La pandémie de COVID-19 déclarée par le directeur de l’Organisation mondiale de la santé le 11 mars 2020 a eu des répercussions considérables, notamment en milieu universitaire. Les cours en présence ont fait place à différents modes de prestation virtuelle, afin d’achever coute que coute le trimestre d’hiver. Depuis, le corps professoral a dû faire preuve de résilience afin de s’adapter aux changements de l’ensemble des versants de leur profession.

C’est avec l’intention de connaître les répercussions de la pandémie sur les trois composantes de la tâche professorale qu’a été menée, du 11 au 17 novembre 2020, une consultation par le SPPUQAC. Au total, 55% des membres du syndicat ont participé à cette consultation comprenant des questions ouvertes et d’autres à choix de réponses.

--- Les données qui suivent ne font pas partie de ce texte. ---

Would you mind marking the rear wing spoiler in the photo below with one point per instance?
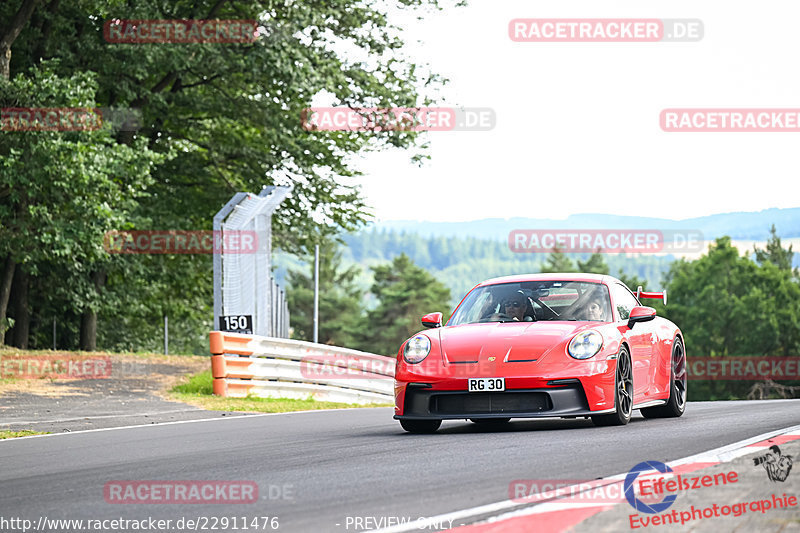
(652, 295)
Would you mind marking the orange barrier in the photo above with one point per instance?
(243, 365)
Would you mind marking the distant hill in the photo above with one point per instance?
(741, 225)
(461, 254)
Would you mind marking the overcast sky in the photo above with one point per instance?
(578, 123)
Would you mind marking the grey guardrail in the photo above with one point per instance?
(270, 367)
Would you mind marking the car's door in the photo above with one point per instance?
(640, 339)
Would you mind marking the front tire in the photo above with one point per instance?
(623, 397)
(421, 426)
(676, 405)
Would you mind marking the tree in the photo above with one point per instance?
(62, 191)
(557, 261)
(220, 118)
(405, 292)
(727, 305)
(340, 300)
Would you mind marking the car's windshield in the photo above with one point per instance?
(531, 301)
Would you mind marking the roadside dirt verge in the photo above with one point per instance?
(133, 393)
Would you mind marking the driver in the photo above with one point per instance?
(515, 306)
(595, 309)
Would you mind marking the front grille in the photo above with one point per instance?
(490, 403)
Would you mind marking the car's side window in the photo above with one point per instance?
(623, 300)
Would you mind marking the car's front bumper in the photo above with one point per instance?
(424, 402)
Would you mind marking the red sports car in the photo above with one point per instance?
(542, 345)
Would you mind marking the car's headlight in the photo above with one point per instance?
(417, 349)
(585, 344)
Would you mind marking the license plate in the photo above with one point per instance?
(486, 384)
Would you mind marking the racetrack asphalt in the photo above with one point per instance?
(319, 471)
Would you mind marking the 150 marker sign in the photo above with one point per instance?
(237, 323)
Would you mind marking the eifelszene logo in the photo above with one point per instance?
(630, 483)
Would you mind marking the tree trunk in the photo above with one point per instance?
(5, 291)
(89, 317)
(22, 311)
(9, 34)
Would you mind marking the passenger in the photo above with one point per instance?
(594, 310)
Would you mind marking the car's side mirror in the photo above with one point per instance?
(641, 314)
(432, 320)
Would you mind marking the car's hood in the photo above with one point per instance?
(509, 341)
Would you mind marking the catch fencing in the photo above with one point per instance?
(268, 367)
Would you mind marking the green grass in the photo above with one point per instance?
(197, 391)
(4, 434)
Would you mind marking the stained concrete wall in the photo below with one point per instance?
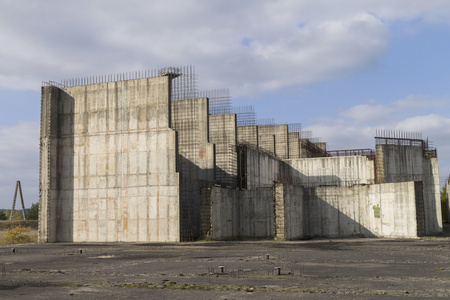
(405, 163)
(238, 213)
(223, 133)
(338, 171)
(384, 210)
(263, 169)
(447, 202)
(401, 163)
(279, 135)
(108, 163)
(294, 212)
(195, 161)
(294, 145)
(248, 135)
(289, 214)
(432, 196)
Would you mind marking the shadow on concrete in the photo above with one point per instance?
(64, 189)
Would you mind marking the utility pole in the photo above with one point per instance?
(18, 187)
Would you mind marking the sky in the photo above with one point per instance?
(341, 68)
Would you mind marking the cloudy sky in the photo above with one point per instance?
(341, 68)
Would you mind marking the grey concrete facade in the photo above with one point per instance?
(122, 161)
(108, 163)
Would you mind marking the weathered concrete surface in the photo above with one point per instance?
(195, 162)
(248, 135)
(108, 163)
(240, 213)
(279, 135)
(447, 202)
(338, 171)
(406, 163)
(315, 269)
(223, 133)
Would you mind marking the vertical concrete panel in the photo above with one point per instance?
(104, 163)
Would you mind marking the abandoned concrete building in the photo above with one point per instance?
(145, 157)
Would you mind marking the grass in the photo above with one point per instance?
(18, 234)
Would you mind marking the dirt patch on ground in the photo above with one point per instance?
(317, 269)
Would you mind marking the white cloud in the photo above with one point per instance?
(19, 160)
(368, 113)
(421, 101)
(288, 46)
(356, 128)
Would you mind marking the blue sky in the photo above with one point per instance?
(341, 68)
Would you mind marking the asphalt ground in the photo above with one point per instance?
(357, 268)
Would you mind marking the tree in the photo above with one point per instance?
(33, 212)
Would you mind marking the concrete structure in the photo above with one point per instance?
(143, 157)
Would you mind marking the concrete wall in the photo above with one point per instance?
(406, 163)
(447, 202)
(289, 212)
(263, 169)
(108, 163)
(339, 171)
(248, 135)
(294, 145)
(279, 135)
(432, 196)
(238, 213)
(223, 133)
(195, 162)
(385, 210)
(401, 163)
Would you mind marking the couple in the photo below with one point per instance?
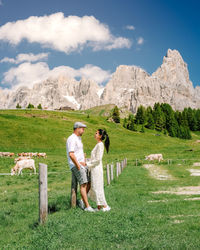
(89, 174)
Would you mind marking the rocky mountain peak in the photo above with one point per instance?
(130, 87)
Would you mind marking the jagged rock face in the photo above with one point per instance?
(129, 87)
(56, 93)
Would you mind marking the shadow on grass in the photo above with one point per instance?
(60, 203)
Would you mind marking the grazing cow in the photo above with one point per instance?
(22, 158)
(29, 164)
(153, 157)
(42, 155)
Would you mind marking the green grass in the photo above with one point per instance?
(132, 223)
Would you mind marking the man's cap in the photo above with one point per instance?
(79, 125)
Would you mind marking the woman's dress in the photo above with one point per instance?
(95, 165)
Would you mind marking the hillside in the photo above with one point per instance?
(134, 220)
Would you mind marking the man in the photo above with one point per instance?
(77, 163)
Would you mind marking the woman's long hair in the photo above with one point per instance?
(104, 136)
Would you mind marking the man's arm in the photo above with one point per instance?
(73, 158)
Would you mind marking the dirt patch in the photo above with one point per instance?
(178, 221)
(157, 172)
(192, 190)
(196, 164)
(194, 172)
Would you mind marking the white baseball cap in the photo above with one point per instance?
(79, 125)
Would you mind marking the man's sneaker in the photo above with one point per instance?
(89, 209)
(81, 204)
(105, 209)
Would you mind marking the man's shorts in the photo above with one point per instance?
(82, 176)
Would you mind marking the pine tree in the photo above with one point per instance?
(159, 117)
(39, 106)
(125, 123)
(142, 129)
(115, 115)
(30, 106)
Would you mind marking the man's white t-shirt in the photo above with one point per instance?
(74, 144)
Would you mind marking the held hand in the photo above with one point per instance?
(78, 167)
(83, 164)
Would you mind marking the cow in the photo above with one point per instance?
(22, 158)
(20, 165)
(153, 157)
(42, 155)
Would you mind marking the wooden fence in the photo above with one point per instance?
(111, 172)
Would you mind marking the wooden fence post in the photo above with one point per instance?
(111, 172)
(43, 197)
(74, 185)
(117, 170)
(122, 165)
(108, 174)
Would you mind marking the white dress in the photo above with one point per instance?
(95, 165)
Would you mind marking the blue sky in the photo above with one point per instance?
(91, 38)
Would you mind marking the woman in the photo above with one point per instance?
(95, 165)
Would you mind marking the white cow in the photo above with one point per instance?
(22, 158)
(153, 157)
(29, 164)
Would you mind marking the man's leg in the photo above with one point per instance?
(83, 191)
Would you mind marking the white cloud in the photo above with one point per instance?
(130, 27)
(27, 74)
(25, 58)
(140, 40)
(61, 33)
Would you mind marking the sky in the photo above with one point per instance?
(91, 38)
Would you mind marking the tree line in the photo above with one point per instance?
(163, 118)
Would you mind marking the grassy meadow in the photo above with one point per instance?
(139, 218)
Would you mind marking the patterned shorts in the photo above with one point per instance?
(81, 176)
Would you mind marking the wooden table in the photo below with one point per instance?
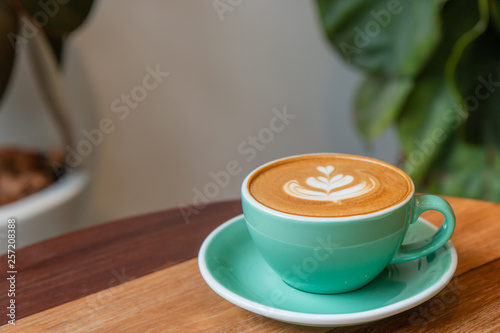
(141, 274)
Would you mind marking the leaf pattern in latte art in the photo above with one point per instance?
(324, 187)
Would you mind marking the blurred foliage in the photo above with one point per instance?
(21, 19)
(432, 69)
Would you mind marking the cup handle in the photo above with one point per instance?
(422, 248)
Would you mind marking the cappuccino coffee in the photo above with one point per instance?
(329, 185)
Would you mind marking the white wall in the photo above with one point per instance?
(225, 78)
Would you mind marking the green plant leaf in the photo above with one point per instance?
(435, 110)
(389, 37)
(478, 78)
(495, 14)
(429, 116)
(58, 19)
(378, 102)
(8, 29)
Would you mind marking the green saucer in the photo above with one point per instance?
(233, 268)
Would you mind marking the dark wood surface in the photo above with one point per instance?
(83, 262)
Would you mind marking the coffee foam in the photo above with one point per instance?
(329, 185)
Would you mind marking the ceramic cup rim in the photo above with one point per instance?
(245, 193)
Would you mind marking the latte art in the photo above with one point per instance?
(327, 186)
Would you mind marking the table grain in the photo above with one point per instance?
(141, 274)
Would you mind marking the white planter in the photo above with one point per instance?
(26, 122)
(48, 213)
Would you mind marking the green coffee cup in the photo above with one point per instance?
(337, 254)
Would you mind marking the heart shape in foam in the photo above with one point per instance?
(326, 170)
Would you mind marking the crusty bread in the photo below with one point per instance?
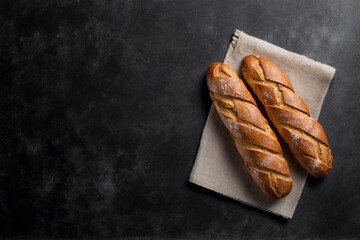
(254, 139)
(290, 114)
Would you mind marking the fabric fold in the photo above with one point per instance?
(219, 167)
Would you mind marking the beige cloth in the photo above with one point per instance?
(219, 167)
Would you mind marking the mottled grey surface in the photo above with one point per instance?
(103, 104)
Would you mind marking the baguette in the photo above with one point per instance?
(254, 139)
(290, 114)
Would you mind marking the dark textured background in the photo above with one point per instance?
(103, 104)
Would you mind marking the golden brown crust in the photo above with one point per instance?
(290, 114)
(254, 139)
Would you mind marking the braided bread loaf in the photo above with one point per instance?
(290, 114)
(254, 139)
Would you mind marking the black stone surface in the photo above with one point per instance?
(103, 104)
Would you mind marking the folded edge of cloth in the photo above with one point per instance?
(219, 167)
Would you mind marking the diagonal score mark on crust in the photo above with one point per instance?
(303, 133)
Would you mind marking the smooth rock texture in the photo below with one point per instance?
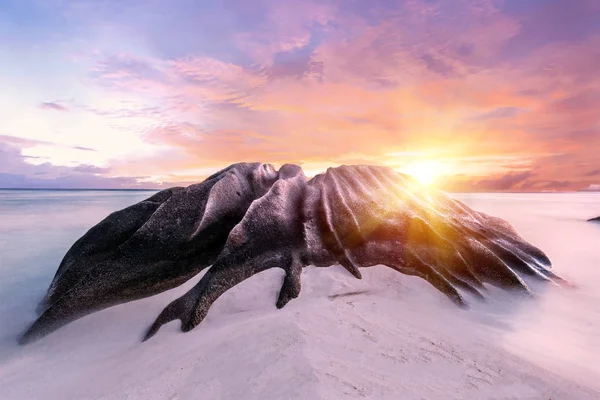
(249, 218)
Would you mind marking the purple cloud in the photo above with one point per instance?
(53, 106)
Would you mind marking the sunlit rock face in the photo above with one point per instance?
(250, 217)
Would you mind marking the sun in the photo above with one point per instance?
(426, 172)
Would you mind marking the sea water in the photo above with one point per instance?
(559, 330)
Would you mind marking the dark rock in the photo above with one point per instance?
(249, 217)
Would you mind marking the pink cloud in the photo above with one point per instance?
(53, 106)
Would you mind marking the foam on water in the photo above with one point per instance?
(312, 348)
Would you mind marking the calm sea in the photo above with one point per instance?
(560, 330)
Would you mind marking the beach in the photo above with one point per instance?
(387, 336)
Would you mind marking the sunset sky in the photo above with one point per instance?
(485, 95)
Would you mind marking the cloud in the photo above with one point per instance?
(53, 106)
(25, 143)
(592, 188)
(15, 172)
(506, 93)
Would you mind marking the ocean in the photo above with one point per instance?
(558, 331)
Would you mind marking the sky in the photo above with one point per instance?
(474, 95)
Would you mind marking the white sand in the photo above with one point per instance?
(398, 338)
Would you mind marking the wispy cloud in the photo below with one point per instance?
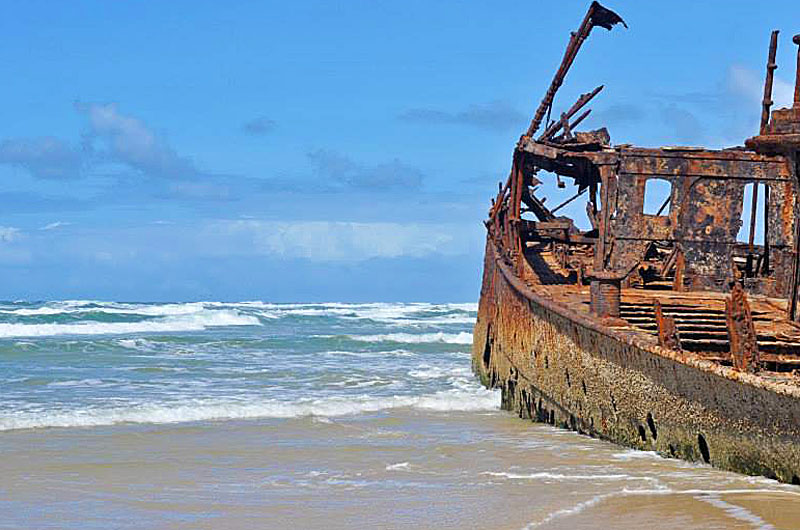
(492, 116)
(43, 157)
(334, 241)
(54, 225)
(686, 127)
(393, 174)
(9, 234)
(128, 140)
(259, 126)
(749, 85)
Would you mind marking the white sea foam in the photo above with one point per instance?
(450, 400)
(546, 475)
(426, 371)
(736, 512)
(463, 337)
(712, 496)
(88, 306)
(193, 322)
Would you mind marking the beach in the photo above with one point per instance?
(242, 415)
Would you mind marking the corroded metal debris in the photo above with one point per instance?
(688, 283)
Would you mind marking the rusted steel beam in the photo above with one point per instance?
(771, 67)
(667, 332)
(597, 15)
(742, 333)
(753, 212)
(557, 208)
(796, 40)
(765, 258)
(680, 270)
(583, 100)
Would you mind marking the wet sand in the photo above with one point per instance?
(394, 469)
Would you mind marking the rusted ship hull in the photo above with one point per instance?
(559, 367)
(656, 328)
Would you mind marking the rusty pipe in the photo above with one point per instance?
(596, 15)
(796, 40)
(771, 66)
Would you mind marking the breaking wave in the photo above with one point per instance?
(478, 399)
(193, 322)
(462, 337)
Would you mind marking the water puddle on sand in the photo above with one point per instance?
(401, 468)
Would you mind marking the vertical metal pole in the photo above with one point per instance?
(796, 40)
(753, 213)
(771, 67)
(765, 260)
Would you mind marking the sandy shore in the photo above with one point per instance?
(407, 469)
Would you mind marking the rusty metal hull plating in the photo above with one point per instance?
(561, 368)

Cet article, qui fait écho à la présentation effectuée lors de l’assemblée syndicale du 15 décembre 2020, vise à synthétiser les principaux résultats de cette consultation.

« Je me sens en surcharge »

De façon majoritaire, les membres ont reconnu que les trois composantes de leurs tâches avaient été grandement affectées par la pandémie et les changements qui en ont découlé.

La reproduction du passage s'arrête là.